The GPCI, a leading indicator of the international influence of global cities, is announced by the Mori Memorial Foundation (http://www.mori-m-foundation.or.jp/english/index.shtml) of Japan with the advice of world authorities in city research, including Peter Hall and Saskia Sassen.
Seoul City rose by one notch to 7th place after jumping four notches last year, with the Korean continuing to break its own records year after year.
In this year’s GPCI evaluation, Seoul was picked as a strong city that spearheads other rival cities in the research and development field, among the six categories assessed. The City has also improved its ranking in four fields, including culture and exchange.
As part of the efforts to cultivate research and development to develop new growth engine industries, the Seoul Metropolitan Government has attracted leading overseas research institutes in the high-tech field over the past three years, while stepping up its efforts to construct an international research network. The City Government has also been striving to secure cultural diversity and enhance the charms of the City by assisting creative art activities and invigorating the art market, and by promoting flagship brands of culture and arts for the Korean capital.
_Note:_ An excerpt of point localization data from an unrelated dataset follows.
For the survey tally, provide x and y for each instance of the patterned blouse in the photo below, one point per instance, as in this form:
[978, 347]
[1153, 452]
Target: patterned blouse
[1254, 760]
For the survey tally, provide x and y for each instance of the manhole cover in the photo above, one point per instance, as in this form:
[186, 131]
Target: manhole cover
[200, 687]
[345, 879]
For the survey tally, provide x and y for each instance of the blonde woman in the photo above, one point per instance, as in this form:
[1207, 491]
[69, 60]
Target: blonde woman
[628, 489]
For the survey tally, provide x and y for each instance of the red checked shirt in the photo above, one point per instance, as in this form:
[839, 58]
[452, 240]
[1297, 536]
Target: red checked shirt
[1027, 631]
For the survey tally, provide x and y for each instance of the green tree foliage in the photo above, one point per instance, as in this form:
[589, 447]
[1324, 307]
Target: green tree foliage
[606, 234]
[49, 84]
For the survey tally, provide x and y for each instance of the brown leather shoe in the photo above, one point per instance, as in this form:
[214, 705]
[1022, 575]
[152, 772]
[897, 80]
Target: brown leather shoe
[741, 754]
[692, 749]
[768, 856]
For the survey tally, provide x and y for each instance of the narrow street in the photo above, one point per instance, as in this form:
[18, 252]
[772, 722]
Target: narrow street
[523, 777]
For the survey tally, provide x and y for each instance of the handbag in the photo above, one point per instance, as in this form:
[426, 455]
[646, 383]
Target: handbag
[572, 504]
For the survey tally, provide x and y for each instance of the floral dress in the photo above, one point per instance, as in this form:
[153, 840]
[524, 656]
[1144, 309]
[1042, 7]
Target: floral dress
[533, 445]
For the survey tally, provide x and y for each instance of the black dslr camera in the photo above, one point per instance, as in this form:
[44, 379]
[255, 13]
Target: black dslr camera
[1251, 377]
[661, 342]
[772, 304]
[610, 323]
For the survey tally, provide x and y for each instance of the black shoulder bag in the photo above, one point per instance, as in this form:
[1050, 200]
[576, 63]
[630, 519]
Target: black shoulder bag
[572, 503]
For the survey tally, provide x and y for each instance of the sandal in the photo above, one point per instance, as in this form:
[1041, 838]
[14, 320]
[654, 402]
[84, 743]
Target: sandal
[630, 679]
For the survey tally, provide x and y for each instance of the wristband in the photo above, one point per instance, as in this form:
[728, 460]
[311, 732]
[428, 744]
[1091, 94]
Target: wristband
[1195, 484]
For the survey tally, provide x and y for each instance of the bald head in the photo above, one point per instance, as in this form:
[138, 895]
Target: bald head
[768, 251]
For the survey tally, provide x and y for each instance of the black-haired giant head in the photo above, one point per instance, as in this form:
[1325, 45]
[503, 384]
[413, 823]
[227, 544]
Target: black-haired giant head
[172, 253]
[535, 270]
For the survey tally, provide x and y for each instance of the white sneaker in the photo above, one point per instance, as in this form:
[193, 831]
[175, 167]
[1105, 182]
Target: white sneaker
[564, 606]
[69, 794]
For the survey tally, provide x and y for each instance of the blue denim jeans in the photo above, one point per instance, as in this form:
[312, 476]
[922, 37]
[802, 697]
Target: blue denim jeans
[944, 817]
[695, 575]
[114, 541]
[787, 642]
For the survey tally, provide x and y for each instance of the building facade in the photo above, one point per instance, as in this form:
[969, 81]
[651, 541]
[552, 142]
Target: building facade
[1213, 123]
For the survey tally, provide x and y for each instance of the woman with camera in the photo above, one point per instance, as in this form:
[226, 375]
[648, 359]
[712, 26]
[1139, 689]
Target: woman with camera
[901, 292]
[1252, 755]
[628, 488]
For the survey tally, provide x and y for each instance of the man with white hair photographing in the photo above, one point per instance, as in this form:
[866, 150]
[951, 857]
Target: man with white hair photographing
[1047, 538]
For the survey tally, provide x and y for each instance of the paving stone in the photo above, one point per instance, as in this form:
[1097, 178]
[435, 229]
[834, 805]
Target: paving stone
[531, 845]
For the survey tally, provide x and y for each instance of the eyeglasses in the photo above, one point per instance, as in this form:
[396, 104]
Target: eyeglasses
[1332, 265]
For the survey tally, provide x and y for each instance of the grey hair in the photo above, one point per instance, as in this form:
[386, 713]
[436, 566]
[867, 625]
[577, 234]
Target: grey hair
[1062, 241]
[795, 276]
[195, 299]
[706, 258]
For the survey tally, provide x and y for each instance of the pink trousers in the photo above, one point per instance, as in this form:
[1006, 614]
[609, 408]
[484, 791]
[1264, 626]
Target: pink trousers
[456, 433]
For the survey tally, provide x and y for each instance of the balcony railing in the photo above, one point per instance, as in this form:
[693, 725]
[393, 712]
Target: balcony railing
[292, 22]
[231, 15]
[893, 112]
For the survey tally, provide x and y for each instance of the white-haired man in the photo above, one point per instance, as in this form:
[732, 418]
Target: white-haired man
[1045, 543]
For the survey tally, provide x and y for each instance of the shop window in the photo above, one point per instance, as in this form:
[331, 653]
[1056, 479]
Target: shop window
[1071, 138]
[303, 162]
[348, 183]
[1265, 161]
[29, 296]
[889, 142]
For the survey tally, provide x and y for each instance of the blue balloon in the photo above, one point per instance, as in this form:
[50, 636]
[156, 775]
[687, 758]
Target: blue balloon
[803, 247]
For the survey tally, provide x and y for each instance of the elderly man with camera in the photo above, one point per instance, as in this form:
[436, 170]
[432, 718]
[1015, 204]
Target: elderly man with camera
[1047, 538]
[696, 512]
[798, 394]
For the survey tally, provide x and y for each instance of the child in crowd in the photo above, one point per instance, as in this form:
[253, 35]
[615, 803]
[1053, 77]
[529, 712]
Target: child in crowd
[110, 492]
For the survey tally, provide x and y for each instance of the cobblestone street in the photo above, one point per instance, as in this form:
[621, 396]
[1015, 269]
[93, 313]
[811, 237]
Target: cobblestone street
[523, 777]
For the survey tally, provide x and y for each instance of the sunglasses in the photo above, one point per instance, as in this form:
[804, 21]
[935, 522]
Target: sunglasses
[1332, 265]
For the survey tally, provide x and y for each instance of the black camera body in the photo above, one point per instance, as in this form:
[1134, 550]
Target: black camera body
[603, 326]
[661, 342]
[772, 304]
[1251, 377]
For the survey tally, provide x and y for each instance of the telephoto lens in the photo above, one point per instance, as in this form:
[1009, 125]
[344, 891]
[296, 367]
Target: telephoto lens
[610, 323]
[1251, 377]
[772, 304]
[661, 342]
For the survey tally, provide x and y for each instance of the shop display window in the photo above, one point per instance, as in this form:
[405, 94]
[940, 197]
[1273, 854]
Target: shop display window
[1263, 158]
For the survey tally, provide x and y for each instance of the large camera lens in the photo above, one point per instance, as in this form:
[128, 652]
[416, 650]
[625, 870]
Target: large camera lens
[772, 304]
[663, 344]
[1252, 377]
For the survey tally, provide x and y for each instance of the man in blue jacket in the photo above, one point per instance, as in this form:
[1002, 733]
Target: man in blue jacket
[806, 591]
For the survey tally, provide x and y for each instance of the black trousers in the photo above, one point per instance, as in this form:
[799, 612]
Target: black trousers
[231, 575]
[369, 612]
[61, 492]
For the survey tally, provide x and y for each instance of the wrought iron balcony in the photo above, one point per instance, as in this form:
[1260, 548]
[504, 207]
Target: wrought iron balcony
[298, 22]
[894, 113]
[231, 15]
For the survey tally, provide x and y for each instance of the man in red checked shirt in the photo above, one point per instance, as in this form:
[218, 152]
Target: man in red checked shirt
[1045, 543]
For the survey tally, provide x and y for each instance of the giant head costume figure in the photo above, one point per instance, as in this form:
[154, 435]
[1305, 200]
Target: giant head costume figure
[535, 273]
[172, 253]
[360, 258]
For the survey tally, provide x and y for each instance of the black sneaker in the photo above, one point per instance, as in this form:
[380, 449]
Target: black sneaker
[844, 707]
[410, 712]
Additionally, the launch of the entire sections of the Airport Railroad last December shortened the travel time between Seoul Station and Incheon International Airport to 43 minutes, thereby significantly enhancing accessibility from international airports to the City. The City Government has also constantly implemented measures designed to improve citizens’ health, including improved management of fine dust pollution, and to reduce emissions from diesel-powered vehicles, in accelerating its campaign to improve the City’s air quality to the level of Jeju-do.
Rather than allowing itself to become complacent with seventh place in the GPCI, which is a result of continuous policy measures aimed at improving citizens’ quality of life and elevating urban competitiveness over the past few years, the City Government will analyze the evaluation criteria of international assessments, including those of the GPCI, and reflect the results in setting its policy for city administration.
Notably, the City Government has announced that it will continue to develop and implement policies that will enable the City to enhance the quality of life and urban competitiveness, primarily by redoubling the efforts to advance citizen welfare, promote health, improve the quality of the residential environment, cultivate new growth engines, and create jobs.